Le magazine féminin "Glamour" va fermer ses portes en France. Fin de son édition papier et de son site web.

Le magazine Glamour, en France, va bientôt disparaître.
Le magazine Glamour, en France, va bientôt disparaître. © Getty / Elisabeth Schmitt

Cela vous paraîtra probablement anecdotique. Pourtant, cela raconte beaucoup du marché de la presse féminine. Glamour ne se vend plus qu’à une centaine de milliers d’exemplaires chez nous. C’est carrément moins qu’avant, mais – s’il fallait justifier une décision aussi radicale - ce n’est pas « plus rien du tout ». En outre, il y a derrière ce titre un groupe américain puissant, Condé Nast, qui possède le New Yorker, mais aussi Vogue, Vanity Fair ou GQ, déclinés dans le monde entier. Seulement voilà, le groupe ne croit plus en Glamour, et s’apprête à liquider la marque.

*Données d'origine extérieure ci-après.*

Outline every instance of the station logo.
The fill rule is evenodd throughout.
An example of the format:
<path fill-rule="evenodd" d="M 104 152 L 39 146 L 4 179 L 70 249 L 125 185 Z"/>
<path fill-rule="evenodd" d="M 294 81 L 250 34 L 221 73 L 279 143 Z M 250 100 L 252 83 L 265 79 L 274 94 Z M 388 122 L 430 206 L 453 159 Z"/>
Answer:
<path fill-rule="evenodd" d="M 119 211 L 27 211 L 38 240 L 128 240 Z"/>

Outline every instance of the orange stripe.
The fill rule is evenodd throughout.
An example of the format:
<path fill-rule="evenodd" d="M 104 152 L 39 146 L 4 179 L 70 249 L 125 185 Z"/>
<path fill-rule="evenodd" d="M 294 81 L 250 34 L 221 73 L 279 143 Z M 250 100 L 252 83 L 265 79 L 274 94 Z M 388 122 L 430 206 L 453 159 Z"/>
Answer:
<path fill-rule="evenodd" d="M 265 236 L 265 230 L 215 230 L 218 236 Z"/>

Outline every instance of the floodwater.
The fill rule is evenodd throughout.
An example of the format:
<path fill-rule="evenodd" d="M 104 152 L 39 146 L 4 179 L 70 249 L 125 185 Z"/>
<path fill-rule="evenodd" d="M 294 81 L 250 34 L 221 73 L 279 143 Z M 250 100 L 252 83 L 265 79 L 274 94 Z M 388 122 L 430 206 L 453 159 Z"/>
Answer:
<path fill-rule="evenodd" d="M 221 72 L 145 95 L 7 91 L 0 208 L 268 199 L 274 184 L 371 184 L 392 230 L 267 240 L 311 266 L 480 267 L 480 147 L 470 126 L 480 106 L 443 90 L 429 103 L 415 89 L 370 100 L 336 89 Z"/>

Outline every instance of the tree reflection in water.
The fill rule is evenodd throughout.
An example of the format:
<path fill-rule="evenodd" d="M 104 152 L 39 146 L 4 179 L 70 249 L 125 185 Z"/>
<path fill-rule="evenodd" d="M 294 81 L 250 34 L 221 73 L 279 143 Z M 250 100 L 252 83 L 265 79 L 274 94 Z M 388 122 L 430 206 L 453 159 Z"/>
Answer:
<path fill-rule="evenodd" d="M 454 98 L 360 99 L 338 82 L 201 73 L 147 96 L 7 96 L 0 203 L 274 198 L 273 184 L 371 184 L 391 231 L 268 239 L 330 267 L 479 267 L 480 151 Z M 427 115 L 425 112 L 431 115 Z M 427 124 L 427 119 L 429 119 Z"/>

Glamour est un journal ancien, créé avant-guerre aux Etats-Unis. Il accompagne l’essor de la photographie et vise un lectorat plus jeune, plus décontracté, et moins aisé que celui du Vogue, qui a toujours donné dans le très haut de gamme. Condé Nast a attendu les années 90 pour lancer Glamour à l’étranger. L’édition française est arrivée à la fin des années 1980. Un succès. Glamour au Mexique, aussi, en Afrique du Sud, en Hongrie, en Islande, en Russie et au Brésil. Revue inventive et bien fichue, petite cash-machine publicitaire efficace et facilement exportable, mais… qui ne survivra pas à Instagram, le réseau social tout en image, filiale de Facebook qui aspire non seulement toute l’audience, mais aussi toute la pub sur le numérique.  

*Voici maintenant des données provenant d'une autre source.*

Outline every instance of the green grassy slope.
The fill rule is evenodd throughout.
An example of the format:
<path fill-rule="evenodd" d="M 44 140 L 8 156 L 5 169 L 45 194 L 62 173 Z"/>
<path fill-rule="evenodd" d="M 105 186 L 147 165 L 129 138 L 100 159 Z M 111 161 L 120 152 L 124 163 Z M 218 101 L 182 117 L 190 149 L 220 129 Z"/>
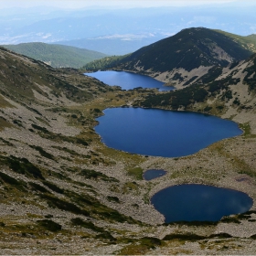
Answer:
<path fill-rule="evenodd" d="M 54 68 L 79 69 L 86 63 L 107 56 L 85 48 L 45 43 L 24 43 L 5 45 L 4 47 L 16 53 L 46 62 Z"/>
<path fill-rule="evenodd" d="M 229 32 L 225 32 L 219 29 L 215 29 L 214 31 L 218 33 L 221 33 L 226 37 L 230 37 L 233 39 L 234 42 L 240 44 L 245 49 L 251 50 L 252 52 L 256 52 L 256 35 L 250 35 L 247 37 L 242 37 L 235 34 L 231 34 Z"/>

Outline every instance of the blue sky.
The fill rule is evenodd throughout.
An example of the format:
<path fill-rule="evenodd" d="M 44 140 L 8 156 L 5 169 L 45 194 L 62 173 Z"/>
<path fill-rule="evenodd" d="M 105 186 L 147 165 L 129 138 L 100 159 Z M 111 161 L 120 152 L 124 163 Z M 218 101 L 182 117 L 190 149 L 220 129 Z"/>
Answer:
<path fill-rule="evenodd" d="M 150 6 L 184 6 L 210 4 L 251 5 L 255 1 L 245 0 L 0 0 L 0 8 L 32 7 L 48 5 L 62 8 L 82 8 L 88 6 L 110 7 L 150 7 Z"/>

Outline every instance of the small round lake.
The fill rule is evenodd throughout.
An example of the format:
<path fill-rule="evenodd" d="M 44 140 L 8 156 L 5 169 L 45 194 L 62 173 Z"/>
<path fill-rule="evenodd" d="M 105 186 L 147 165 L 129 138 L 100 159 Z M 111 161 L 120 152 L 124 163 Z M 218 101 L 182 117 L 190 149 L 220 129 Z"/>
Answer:
<path fill-rule="evenodd" d="M 152 180 L 160 176 L 163 176 L 166 174 L 166 171 L 165 170 L 157 170 L 157 169 L 151 169 L 151 170 L 146 170 L 143 176 L 144 179 L 145 180 Z"/>
<path fill-rule="evenodd" d="M 237 190 L 196 184 L 169 187 L 151 198 L 165 223 L 219 221 L 223 216 L 248 211 L 252 202 Z"/>
<path fill-rule="evenodd" d="M 131 90 L 136 87 L 158 88 L 159 91 L 172 91 L 174 87 L 163 86 L 164 82 L 151 77 L 126 71 L 97 71 L 84 73 L 86 76 L 95 78 L 108 85 L 118 85 L 123 90 Z"/>
<path fill-rule="evenodd" d="M 96 133 L 107 146 L 132 154 L 179 157 L 242 133 L 229 120 L 196 112 L 113 108 L 97 118 Z"/>

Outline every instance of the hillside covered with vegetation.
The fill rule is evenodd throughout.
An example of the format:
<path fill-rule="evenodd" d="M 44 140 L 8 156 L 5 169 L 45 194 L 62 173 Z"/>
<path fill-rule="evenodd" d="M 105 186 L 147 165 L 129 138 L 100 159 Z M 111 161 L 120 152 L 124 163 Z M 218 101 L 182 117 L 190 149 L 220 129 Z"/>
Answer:
<path fill-rule="evenodd" d="M 111 87 L 0 48 L 1 253 L 255 254 L 255 204 L 219 221 L 166 224 L 150 202 L 157 191 L 187 183 L 256 200 L 256 60 L 239 61 L 249 53 L 237 51 L 236 62 L 211 56 L 217 64 L 189 87 L 158 91 Z M 108 148 L 93 129 L 96 118 L 104 109 L 131 106 L 214 114 L 244 133 L 184 157 Z M 144 180 L 144 171 L 163 168 L 165 176 Z"/>
<path fill-rule="evenodd" d="M 16 53 L 43 61 L 54 68 L 79 69 L 94 59 L 106 57 L 106 54 L 63 45 L 46 43 L 23 43 L 3 46 Z"/>
<path fill-rule="evenodd" d="M 242 37 L 240 37 L 242 38 Z M 250 41 L 250 37 L 246 37 Z M 240 43 L 233 40 L 228 33 L 204 28 L 192 27 L 183 29 L 173 37 L 142 48 L 139 50 L 123 56 L 119 61 L 106 62 L 101 69 L 123 69 L 146 72 L 165 72 L 175 69 L 192 70 L 201 66 L 227 66 L 229 63 L 249 58 L 252 51 L 245 48 Z M 94 67 L 97 63 L 85 65 Z"/>

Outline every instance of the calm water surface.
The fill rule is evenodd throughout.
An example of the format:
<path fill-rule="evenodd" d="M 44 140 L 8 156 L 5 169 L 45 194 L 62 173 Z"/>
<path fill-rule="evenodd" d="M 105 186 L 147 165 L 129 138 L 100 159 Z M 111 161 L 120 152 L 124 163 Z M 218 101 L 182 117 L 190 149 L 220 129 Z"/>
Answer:
<path fill-rule="evenodd" d="M 146 170 L 144 173 L 144 179 L 152 180 L 154 178 L 165 176 L 165 174 L 166 174 L 166 171 L 165 171 L 165 170 L 157 170 L 157 169 Z"/>
<path fill-rule="evenodd" d="M 223 216 L 248 211 L 252 202 L 240 191 L 196 184 L 169 187 L 151 198 L 154 207 L 165 217 L 165 223 L 218 221 Z"/>
<path fill-rule="evenodd" d="M 125 71 L 97 71 L 94 73 L 84 73 L 93 77 L 108 85 L 118 85 L 123 90 L 142 88 L 159 88 L 159 91 L 172 91 L 174 87 L 163 86 L 164 82 L 156 80 L 151 77 L 134 74 Z"/>
<path fill-rule="evenodd" d="M 196 112 L 106 109 L 96 133 L 109 147 L 140 155 L 178 157 L 241 134 L 234 122 Z"/>

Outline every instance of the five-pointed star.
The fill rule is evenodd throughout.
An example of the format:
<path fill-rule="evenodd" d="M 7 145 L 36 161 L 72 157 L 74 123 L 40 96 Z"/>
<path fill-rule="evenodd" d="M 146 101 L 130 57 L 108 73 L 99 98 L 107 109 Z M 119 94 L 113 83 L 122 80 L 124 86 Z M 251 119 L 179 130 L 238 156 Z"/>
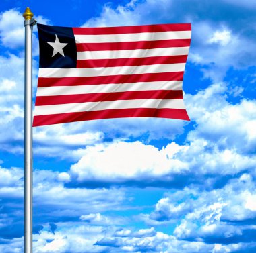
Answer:
<path fill-rule="evenodd" d="M 63 48 L 67 45 L 67 43 L 61 43 L 56 34 L 55 36 L 56 37 L 55 42 L 47 42 L 50 46 L 51 46 L 53 48 L 52 57 L 53 57 L 57 53 L 60 53 L 63 56 L 65 57 Z"/>

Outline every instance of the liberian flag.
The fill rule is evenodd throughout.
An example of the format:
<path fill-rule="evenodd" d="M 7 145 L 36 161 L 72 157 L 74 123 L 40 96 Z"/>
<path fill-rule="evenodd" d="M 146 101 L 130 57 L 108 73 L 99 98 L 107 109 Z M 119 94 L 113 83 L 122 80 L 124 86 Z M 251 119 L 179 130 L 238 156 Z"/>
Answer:
<path fill-rule="evenodd" d="M 33 126 L 118 117 L 189 120 L 183 79 L 190 23 L 109 28 L 38 24 Z"/>

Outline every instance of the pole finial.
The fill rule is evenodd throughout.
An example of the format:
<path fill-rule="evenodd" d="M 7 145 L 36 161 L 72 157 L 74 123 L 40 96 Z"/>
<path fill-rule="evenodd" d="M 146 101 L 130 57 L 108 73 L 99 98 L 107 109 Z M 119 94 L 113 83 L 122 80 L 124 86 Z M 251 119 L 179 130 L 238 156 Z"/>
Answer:
<path fill-rule="evenodd" d="M 31 20 L 34 16 L 34 14 L 31 12 L 30 9 L 28 7 L 22 15 L 25 20 Z"/>

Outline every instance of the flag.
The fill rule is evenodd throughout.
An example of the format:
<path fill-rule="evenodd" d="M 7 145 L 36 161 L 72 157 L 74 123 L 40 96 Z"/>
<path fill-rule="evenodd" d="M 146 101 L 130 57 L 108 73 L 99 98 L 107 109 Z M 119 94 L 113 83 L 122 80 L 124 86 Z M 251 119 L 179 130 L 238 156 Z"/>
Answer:
<path fill-rule="evenodd" d="M 38 24 L 38 30 L 33 126 L 119 117 L 189 120 L 182 85 L 190 23 Z"/>

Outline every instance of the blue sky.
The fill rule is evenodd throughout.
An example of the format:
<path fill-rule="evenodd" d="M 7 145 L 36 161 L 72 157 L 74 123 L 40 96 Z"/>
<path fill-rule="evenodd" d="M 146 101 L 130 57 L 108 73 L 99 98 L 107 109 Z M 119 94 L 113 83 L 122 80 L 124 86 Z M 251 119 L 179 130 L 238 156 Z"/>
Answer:
<path fill-rule="evenodd" d="M 25 2 L 25 3 L 24 3 Z M 0 5 L 0 252 L 23 252 L 24 22 L 192 23 L 190 122 L 34 129 L 34 252 L 256 252 L 256 3 L 9 1 Z M 33 94 L 38 42 L 33 34 Z"/>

Glamour, de la photo et des jeunes lectrices ? Autant dire un combo MORTEL pour un journal aujourd’hui. La côte des mannequins et autres starlettes ne se mesurent plus au nombre de couvertures, mais aux nombres d’abonnés sur les réseaux sociaux. Des jeunes femmes qui parlent aux jeunes filles. Un canard féminin qui s’interpose, leur dit quoi porter et comment se coiffer ? C’est terminé. Les défilés de mode font le tour de la planète en une fraction de seconde. Les influenceuses, blogueuses, youtubeuses mode et beauté sauront plus vite quoi en penser que n’importe quelle édition papier.

En France, Glamour, ce n’était plus que dix numéros par an, puis six, bientôt plus du tout, selon nos informations. Il compte seulement deux éditions annuelles en Grande-Bretagne… Le journal papier a déjà a été supprimé en Italie, idem aux Etats-Unis. Il reste bien portant en Allemagne où il est maintenu. Décision, donc, pays par pays. Pas de date de fermeture annoncée en France. Mais on parle d’un dernier numéro en mars prochain. Les négociations sont en cours pour recaser ou faire partir la trentaine de salariés concernés.